Makassar, Sebaran.com – Banjir yang melanda sejumlah wilayah di Kabupaten Wajo, Sidrap, dan Enrekang, Sulawesi Selatan (Sulsel) dalam beberapa hari terakhir, telah menimbulkan dampak signifikan, meski situasinya dinyatakan masih terkendali oleh pihak berwenang.
Bencana ini, yang disebabkan oleh cuaca buruk di timur Sulsel, menimbulkan tantangan bagi masyarakat dan pihak berwenang dalam mengelola penanganan dan dampaknya.
Banjir di Kabupaten Wajo, terutama di Kecamatan Pitumpanua, telah merendam 10 desa dan berdampak pada 10.752 jiwa.
Sebanyak 3.173 unit rumah terendam air, namun menurut Kepala Pelaksana Badan Penanggulangan Bencana Daerah (BPBD) Sulsel, Amson Padolo, situasi terkendali.
“Saat ini, air sudah mulai surut, dan tidak ada laporan korban jiwa,” ujar Amson.
Meski demikian, banjir di Wajo bukan hal baru, karena daerah ini memang dikenal sering mengalami banjir saat musim hujan.
BPBD Sulsel berkoordinasi dengan BBWS Pompengan-Jeneberang untuk menangani masalah ini secara berkelanjutan.
Di Kabupaten Sidrap, banjir mengakibatkan kerusakan yang cukup parah di beberapa kecamatan.
Di Kecamatan Pitu Riase, Desa Tana Toro mengalami longsor dan jalan amblas, sementara di Desa Bola Bulu, sekitar 275 rumah terendam, mempengaruhi 280 kepala keluarga atau 1.500 jiwa.
Di Kecamatan Dua Pitue, banjir merendam 53 rumah di Kelurahan Tanrutedong yang dihuni oleh 58 KK atau 142 jiwa, serta 34 rumah di Desa Kampale yang berdampak pada 358 KK atau 1.047 jiwa.
Kondisi ini menggambarkan dampak luas yang dirasakan masyarakat Sidrap akibat banjir.
Kabupaten Enrekang juga terkena dampak banjir, terutama di Kecamatan Enrekang, Kelurahan Lewaja, dan Kecamatan Cendana, Desa Taulan.
Ketinggian air mencapai 150 cm pada 2 Agustus lalu. Meskipun situasi di Enrekang cenderung stabil, pihak BPBD terus memantau perkembangan untuk memastikan keselamatan warga.

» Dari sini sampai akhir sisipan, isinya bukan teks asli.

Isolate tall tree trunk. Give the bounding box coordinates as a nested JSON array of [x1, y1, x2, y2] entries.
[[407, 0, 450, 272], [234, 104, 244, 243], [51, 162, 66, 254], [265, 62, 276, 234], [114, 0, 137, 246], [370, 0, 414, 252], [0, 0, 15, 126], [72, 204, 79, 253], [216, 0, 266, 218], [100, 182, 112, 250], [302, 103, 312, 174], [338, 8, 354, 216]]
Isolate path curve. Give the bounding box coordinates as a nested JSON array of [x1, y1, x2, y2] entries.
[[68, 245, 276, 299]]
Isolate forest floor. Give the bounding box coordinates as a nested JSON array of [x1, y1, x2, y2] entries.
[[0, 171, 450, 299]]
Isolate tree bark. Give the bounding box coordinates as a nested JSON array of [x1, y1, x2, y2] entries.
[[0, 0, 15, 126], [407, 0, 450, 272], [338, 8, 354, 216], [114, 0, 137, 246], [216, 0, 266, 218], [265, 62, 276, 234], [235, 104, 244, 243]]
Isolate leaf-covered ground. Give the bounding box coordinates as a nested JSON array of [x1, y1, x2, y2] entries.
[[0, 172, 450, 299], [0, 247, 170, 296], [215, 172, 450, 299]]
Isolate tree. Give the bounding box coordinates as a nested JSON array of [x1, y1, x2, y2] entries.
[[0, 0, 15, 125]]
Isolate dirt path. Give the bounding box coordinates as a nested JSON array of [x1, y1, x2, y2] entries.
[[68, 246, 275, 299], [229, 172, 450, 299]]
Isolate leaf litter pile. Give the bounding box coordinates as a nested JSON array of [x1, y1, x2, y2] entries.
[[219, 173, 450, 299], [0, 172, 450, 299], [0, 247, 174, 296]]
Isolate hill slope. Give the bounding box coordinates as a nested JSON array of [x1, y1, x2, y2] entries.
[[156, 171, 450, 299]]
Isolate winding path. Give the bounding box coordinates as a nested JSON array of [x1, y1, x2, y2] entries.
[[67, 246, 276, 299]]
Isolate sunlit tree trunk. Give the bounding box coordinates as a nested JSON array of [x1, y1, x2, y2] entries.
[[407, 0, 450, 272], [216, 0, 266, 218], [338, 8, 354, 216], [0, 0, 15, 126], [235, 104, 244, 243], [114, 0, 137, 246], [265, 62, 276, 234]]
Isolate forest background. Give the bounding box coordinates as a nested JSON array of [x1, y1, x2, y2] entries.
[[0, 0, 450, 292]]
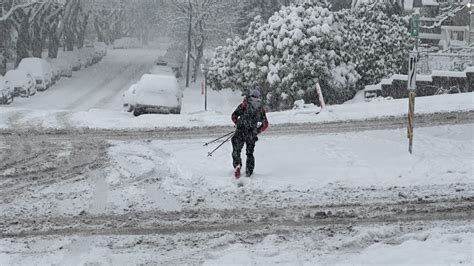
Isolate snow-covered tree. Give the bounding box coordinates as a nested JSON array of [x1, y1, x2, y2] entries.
[[209, 1, 359, 109], [165, 0, 237, 81], [335, 2, 413, 89]]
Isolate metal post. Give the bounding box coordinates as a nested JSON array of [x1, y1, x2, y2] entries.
[[407, 9, 420, 154], [204, 68, 207, 111], [186, 0, 193, 88]]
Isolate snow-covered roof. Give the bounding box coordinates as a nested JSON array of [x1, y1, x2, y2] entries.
[[364, 83, 382, 91], [379, 78, 393, 85], [441, 26, 469, 31], [421, 0, 439, 6], [416, 75, 433, 82], [392, 74, 408, 80], [404, 0, 413, 10], [431, 70, 466, 78]]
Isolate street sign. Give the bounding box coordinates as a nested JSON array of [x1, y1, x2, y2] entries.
[[410, 12, 420, 37], [408, 51, 417, 91]]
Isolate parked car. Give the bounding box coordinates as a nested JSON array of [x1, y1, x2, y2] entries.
[[0, 76, 14, 104], [5, 69, 36, 97], [50, 64, 61, 84], [113, 37, 141, 49], [133, 74, 183, 116], [62, 52, 82, 71], [77, 47, 94, 68], [47, 58, 72, 78], [94, 42, 107, 57], [18, 57, 53, 90], [122, 84, 137, 112], [148, 58, 178, 78]]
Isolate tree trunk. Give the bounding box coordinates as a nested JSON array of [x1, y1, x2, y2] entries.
[[48, 22, 59, 58], [77, 14, 89, 49], [94, 18, 108, 44], [31, 23, 43, 58], [16, 12, 30, 66], [0, 23, 10, 75]]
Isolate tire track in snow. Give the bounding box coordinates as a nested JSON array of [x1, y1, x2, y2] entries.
[[0, 197, 474, 238], [0, 111, 474, 140]]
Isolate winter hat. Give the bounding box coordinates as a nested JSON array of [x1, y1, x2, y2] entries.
[[248, 90, 262, 109], [250, 89, 260, 98]]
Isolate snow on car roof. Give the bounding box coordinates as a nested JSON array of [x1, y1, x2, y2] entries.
[[138, 74, 179, 91], [5, 69, 29, 80]]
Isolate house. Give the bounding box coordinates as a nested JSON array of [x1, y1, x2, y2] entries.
[[405, 0, 474, 49]]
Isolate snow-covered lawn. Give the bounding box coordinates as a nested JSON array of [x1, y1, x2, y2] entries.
[[0, 90, 474, 129]]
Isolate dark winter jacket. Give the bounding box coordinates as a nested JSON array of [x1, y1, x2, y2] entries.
[[231, 99, 268, 134]]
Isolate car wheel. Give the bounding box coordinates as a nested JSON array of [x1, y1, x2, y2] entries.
[[133, 108, 142, 116]]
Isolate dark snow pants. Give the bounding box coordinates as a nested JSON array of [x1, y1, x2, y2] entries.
[[232, 130, 257, 176]]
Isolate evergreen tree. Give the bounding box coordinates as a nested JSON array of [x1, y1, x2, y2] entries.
[[209, 1, 359, 109], [335, 3, 412, 89]]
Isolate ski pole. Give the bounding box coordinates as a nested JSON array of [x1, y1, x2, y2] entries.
[[203, 131, 234, 146], [207, 132, 234, 157]]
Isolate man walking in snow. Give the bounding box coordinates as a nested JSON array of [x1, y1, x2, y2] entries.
[[231, 90, 268, 178]]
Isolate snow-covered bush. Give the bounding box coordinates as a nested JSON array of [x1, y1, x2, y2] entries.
[[208, 3, 359, 109], [335, 2, 413, 89]]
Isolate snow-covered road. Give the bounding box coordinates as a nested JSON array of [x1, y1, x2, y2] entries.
[[10, 49, 163, 111], [0, 50, 474, 265], [0, 123, 474, 265]]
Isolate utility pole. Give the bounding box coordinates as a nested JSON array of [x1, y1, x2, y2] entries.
[[186, 0, 193, 88], [407, 9, 420, 154]]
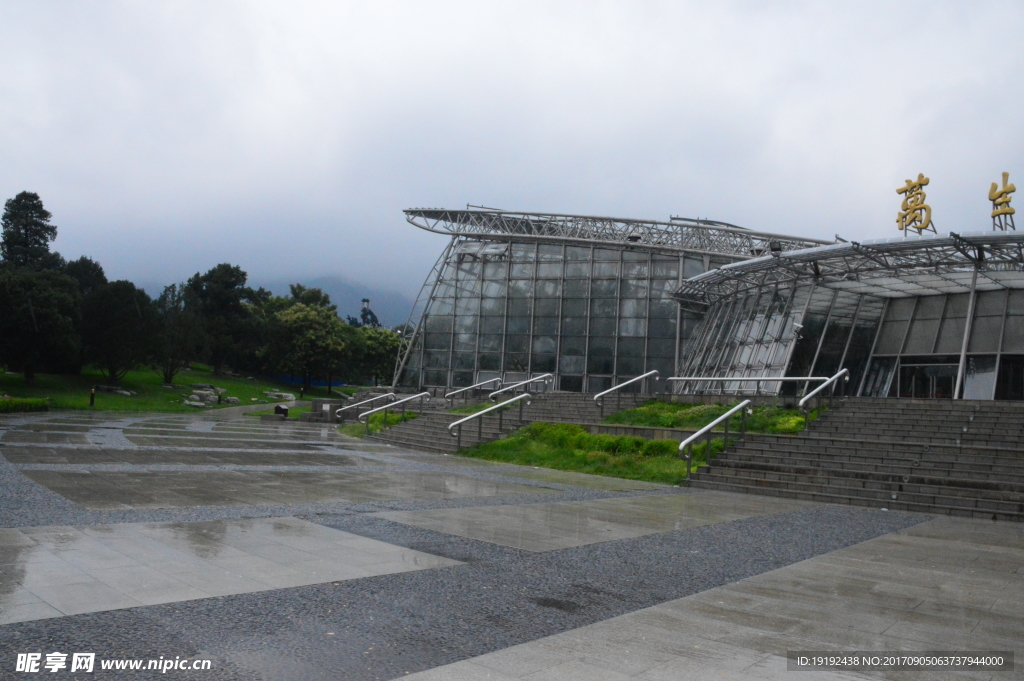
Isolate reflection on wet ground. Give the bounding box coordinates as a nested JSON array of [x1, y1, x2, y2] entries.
[[377, 491, 811, 551], [22, 469, 555, 509], [0, 518, 459, 624], [387, 454, 665, 492], [3, 446, 368, 466]]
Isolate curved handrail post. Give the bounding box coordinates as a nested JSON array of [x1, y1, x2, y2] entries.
[[444, 377, 502, 407], [358, 391, 430, 435], [797, 369, 850, 428], [487, 374, 555, 401], [334, 392, 397, 419], [679, 399, 751, 478], [449, 392, 534, 452], [594, 369, 660, 419]]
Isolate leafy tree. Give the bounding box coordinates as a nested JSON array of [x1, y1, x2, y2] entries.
[[65, 255, 106, 296], [0, 191, 63, 269], [154, 284, 203, 385], [185, 263, 254, 374], [0, 267, 81, 385], [275, 303, 345, 390], [288, 284, 338, 312], [82, 281, 157, 384], [359, 326, 404, 385]]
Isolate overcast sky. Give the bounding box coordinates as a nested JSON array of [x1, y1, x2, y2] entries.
[[0, 0, 1024, 295]]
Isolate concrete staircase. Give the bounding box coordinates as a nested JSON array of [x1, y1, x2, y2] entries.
[[690, 398, 1024, 520], [366, 391, 651, 453]]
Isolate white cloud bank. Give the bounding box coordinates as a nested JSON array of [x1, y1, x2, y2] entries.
[[0, 0, 1024, 293]]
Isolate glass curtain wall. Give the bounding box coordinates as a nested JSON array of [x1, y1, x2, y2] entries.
[[861, 290, 1024, 399], [680, 282, 884, 394], [400, 241, 723, 391]]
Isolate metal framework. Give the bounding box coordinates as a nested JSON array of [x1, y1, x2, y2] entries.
[[675, 231, 1024, 312], [404, 208, 835, 258]]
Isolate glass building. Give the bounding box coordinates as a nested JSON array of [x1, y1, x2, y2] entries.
[[675, 231, 1024, 399], [395, 209, 828, 392]]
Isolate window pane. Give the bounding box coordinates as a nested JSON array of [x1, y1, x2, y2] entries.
[[537, 280, 562, 298], [483, 262, 509, 280], [534, 316, 558, 335], [618, 298, 647, 316], [651, 260, 679, 280], [618, 318, 647, 337], [537, 262, 562, 279], [508, 316, 529, 334], [558, 354, 587, 374], [480, 316, 505, 334], [534, 298, 561, 316], [534, 336, 558, 354], [562, 336, 587, 355], [562, 316, 587, 336], [480, 298, 505, 314], [590, 298, 616, 316], [965, 313, 1002, 350], [590, 316, 615, 336], [505, 334, 529, 352], [565, 262, 590, 279], [562, 298, 588, 316], [480, 334, 504, 352], [512, 262, 534, 279]]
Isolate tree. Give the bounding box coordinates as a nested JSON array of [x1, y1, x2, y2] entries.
[[65, 255, 106, 296], [274, 303, 345, 390], [0, 191, 63, 269], [288, 284, 338, 312], [82, 281, 157, 384], [0, 267, 81, 385], [185, 263, 254, 374], [154, 284, 203, 385], [359, 326, 404, 385]]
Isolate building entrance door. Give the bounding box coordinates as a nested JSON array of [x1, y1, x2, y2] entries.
[[899, 363, 958, 399]]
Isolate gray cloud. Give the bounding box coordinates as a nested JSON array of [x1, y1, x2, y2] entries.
[[0, 0, 1024, 293]]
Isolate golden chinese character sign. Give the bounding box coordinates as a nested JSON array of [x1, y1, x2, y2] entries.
[[896, 173, 936, 237], [988, 173, 1017, 231]]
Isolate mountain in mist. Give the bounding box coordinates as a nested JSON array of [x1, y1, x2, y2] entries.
[[249, 276, 413, 328]]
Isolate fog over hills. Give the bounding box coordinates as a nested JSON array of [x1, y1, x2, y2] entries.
[[249, 276, 413, 327]]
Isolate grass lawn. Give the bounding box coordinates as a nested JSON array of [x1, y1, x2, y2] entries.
[[0, 366, 327, 412], [459, 423, 700, 484], [604, 399, 817, 433]]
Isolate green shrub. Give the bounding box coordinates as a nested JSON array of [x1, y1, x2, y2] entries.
[[604, 400, 817, 433], [641, 439, 679, 457], [338, 412, 418, 437], [461, 423, 686, 484], [0, 397, 49, 414]]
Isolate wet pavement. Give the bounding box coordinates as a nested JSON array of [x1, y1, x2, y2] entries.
[[0, 410, 1024, 681]]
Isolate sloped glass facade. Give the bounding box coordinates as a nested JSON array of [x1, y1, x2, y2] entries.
[[399, 240, 729, 392]]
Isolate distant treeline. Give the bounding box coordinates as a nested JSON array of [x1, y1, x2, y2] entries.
[[0, 191, 402, 388]]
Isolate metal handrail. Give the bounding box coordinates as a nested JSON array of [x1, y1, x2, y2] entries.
[[679, 399, 751, 477], [334, 392, 395, 417], [449, 392, 534, 452], [444, 377, 503, 406], [487, 374, 555, 401], [594, 369, 660, 417], [665, 376, 828, 395], [358, 391, 430, 435], [797, 369, 850, 419]]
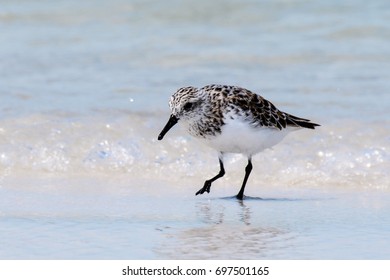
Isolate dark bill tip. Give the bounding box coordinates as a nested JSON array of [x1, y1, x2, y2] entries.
[[157, 115, 179, 140]]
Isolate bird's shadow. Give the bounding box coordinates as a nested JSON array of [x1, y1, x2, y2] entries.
[[215, 195, 332, 203]]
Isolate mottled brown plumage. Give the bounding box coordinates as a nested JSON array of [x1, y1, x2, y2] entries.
[[158, 85, 318, 199]]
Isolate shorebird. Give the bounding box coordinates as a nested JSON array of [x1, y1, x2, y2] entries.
[[158, 85, 319, 200]]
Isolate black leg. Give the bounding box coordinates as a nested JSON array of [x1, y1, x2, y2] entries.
[[236, 158, 252, 200], [195, 154, 225, 195]]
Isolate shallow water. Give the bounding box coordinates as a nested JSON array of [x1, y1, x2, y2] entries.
[[0, 0, 390, 259]]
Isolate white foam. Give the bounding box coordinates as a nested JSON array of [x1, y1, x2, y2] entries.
[[0, 114, 390, 189]]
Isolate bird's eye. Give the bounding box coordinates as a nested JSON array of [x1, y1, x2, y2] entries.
[[183, 102, 194, 111]]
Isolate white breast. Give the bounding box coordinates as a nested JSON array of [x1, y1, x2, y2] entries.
[[200, 116, 296, 156]]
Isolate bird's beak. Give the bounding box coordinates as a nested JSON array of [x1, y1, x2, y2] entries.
[[157, 115, 179, 140]]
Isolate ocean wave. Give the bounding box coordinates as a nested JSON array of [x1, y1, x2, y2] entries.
[[0, 113, 390, 189]]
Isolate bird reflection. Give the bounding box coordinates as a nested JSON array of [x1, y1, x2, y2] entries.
[[196, 199, 252, 226]]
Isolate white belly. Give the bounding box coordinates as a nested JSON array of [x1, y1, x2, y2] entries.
[[200, 119, 296, 156]]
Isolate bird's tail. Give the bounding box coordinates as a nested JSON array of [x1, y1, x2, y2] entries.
[[286, 114, 320, 129]]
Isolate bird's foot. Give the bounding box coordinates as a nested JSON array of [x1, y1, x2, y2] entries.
[[195, 180, 211, 195]]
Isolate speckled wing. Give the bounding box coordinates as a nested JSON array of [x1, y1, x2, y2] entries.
[[232, 89, 318, 130]]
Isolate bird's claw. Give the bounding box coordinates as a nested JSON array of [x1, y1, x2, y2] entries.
[[195, 181, 211, 195]]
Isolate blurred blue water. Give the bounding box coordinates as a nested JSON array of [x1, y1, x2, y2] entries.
[[0, 0, 390, 119]]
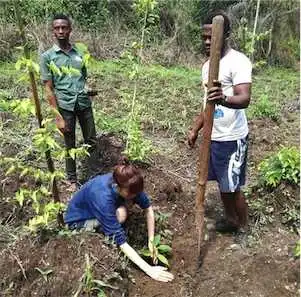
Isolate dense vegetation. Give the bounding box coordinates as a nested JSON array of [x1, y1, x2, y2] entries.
[[0, 0, 299, 66]]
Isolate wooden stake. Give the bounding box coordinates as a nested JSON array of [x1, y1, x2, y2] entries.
[[196, 15, 224, 265], [14, 0, 63, 225]]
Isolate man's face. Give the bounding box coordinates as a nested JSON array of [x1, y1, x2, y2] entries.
[[52, 19, 72, 41], [202, 24, 212, 57]]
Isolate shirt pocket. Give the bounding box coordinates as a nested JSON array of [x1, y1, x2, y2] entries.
[[70, 55, 83, 71]]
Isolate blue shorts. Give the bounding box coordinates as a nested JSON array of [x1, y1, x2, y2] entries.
[[208, 136, 248, 193]]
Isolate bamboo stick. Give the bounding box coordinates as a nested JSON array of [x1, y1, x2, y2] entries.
[[195, 15, 224, 265]]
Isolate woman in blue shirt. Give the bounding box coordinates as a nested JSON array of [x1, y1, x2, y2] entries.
[[64, 161, 173, 282]]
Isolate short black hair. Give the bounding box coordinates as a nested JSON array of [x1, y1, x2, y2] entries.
[[202, 10, 231, 38], [52, 13, 71, 27]]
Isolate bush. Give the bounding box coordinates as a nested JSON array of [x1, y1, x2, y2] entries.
[[248, 95, 280, 121], [259, 147, 300, 188]]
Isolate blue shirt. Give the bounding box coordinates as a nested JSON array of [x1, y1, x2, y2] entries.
[[64, 173, 150, 245]]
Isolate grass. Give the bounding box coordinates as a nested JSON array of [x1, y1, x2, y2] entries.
[[0, 60, 299, 138]]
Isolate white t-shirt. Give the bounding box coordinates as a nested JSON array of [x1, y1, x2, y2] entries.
[[202, 49, 252, 141]]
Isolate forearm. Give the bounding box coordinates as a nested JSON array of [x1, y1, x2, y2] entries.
[[120, 242, 151, 274], [146, 206, 155, 240], [222, 94, 250, 109], [45, 84, 57, 109], [192, 111, 204, 132]]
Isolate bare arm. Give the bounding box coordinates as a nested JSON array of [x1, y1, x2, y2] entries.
[[145, 206, 155, 241], [207, 82, 252, 109]]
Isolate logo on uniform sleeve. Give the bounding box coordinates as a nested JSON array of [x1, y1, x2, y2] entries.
[[74, 56, 82, 62], [213, 108, 224, 119]]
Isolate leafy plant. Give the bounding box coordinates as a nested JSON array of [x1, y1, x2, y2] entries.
[[140, 235, 172, 266], [155, 211, 171, 227], [73, 254, 118, 297], [259, 147, 300, 188], [123, 0, 158, 161], [247, 94, 280, 121], [294, 240, 301, 258]]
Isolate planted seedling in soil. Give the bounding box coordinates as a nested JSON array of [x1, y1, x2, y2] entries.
[[73, 254, 118, 297], [140, 235, 172, 267]]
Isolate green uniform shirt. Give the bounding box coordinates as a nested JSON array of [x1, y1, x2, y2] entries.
[[40, 44, 91, 111]]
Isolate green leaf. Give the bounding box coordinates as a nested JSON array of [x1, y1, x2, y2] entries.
[[92, 279, 118, 290], [153, 234, 161, 246], [139, 249, 151, 257], [158, 244, 172, 254]]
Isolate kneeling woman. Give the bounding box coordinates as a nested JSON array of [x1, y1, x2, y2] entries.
[[64, 165, 173, 282]]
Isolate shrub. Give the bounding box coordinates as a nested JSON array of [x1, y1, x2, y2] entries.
[[259, 147, 300, 188], [248, 95, 280, 121]]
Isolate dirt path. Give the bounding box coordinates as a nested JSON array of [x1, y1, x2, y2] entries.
[[0, 115, 299, 297]]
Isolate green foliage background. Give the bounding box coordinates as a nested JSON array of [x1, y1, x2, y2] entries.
[[0, 0, 300, 66]]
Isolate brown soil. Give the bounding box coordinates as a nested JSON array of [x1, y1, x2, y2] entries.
[[0, 112, 299, 297]]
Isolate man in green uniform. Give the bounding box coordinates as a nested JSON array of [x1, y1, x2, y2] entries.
[[41, 15, 96, 192]]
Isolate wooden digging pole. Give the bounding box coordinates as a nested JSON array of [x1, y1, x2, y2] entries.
[[195, 15, 224, 266], [14, 0, 64, 226]]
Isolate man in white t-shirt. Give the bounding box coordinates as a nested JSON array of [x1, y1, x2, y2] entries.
[[188, 11, 252, 242]]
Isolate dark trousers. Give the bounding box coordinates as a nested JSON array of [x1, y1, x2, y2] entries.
[[59, 106, 97, 182]]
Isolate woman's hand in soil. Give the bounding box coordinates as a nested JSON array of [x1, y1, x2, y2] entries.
[[146, 266, 174, 283]]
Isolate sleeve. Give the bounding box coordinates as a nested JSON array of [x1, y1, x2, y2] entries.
[[40, 53, 52, 81], [135, 192, 151, 209], [232, 55, 252, 86], [89, 192, 126, 246]]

Prakirawan Cuaca BBMKG Wilayah IV Makassar, Muhammad Sultan Djakaria, menyampaikan bahwa prediksi cuaca untuk tiga kabupaten tersebut bervariasi.
Enrekang diperkirakan akan mengalami hujan dengan intensitas bervariasi, sedangkan Sidrap diprediksi akan menghadapi hujan ringan dengan kondisi angin dalam kategori normal.
Untuk Wajo, musim hujan diperkirakan akan berlanjut hingga Desember 2024, sementara sebagian wilayah Sidrap dan Enrekang timur telah memasuki musim kemarau sejak Juli dan Agustus.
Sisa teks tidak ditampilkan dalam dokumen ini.